A brief pause later he said, “Hey, I didn’t mean to offend you.”
Andi sighed. “You didn’t, and I didn’t mean to sound so snarky.”
“I wish we could kiss and make up.”
Andi smiled. “Me, too.”
“I guess you’ve learned a little about butting in where you shouldn’t since the incident with Sherry Hemmer.”
He should have left well enough alone. “A little,” she said, her tone noncommittal.
“Andi, don’t go investigating on your own.”
“I’m just Googling, Jack. No one ever died from that.”
“That we know of. Promise me.”
“If you’re going to lecture me, I’m done talking. If you want to whisper sweet nothings into my ear, I’ll keep listening.”
For the space of several heartbeats, Jack apparently considered his options. He chose door number two and began to whisper sweet somethings into her ear.
Andi’s body began to heat up. “You don’t play fair.”
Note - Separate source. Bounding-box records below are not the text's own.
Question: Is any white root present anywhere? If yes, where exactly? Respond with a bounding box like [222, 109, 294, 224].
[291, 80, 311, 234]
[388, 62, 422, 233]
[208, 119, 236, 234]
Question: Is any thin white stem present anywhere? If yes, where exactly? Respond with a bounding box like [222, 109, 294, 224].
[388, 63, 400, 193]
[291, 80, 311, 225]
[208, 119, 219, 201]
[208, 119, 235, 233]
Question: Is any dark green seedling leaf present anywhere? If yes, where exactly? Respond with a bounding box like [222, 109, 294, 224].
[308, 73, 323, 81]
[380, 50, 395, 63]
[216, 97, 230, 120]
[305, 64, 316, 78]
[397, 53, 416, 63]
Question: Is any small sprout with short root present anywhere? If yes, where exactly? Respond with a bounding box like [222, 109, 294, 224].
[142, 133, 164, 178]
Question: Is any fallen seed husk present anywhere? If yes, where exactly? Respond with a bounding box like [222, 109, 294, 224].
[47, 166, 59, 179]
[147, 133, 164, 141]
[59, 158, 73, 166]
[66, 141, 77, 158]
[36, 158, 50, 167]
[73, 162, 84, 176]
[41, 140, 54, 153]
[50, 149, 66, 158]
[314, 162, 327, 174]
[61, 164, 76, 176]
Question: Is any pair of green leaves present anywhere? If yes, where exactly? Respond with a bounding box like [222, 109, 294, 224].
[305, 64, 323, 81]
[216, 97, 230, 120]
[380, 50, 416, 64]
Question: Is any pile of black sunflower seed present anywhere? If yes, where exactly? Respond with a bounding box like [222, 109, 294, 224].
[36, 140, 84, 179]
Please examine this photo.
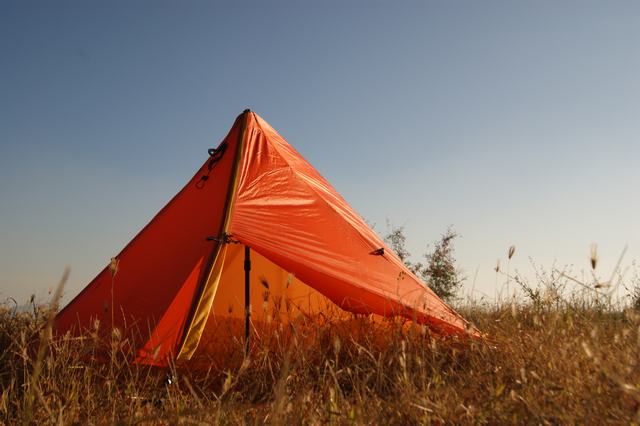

His seductive laugh came over the phone line and curled through her like a warm caress. “You set the rules, babe.”
. . .
Andi arrived at work at 7:00 a.m. again. All the better to give Naylor a broader window of opportunity to show up and spill the rest of his guts to her when no one else was around to hear.
Only he didn’t.
By noon, she couldn’t concentrate any longer on Bunnicula. She’d already emailed Brent that she needed to take an extra hour at midday, and had arrived an hour early to compensate. As usual, he had no problems with her request.
Andi pointed her VW Touareg north, heading toward a high-end neighborhood known as Haven Estates. It wasn’t far from where Vaughn Hemmer, Sherry’s husband, lived with his four kids. If she had time, she’d stop and say hello.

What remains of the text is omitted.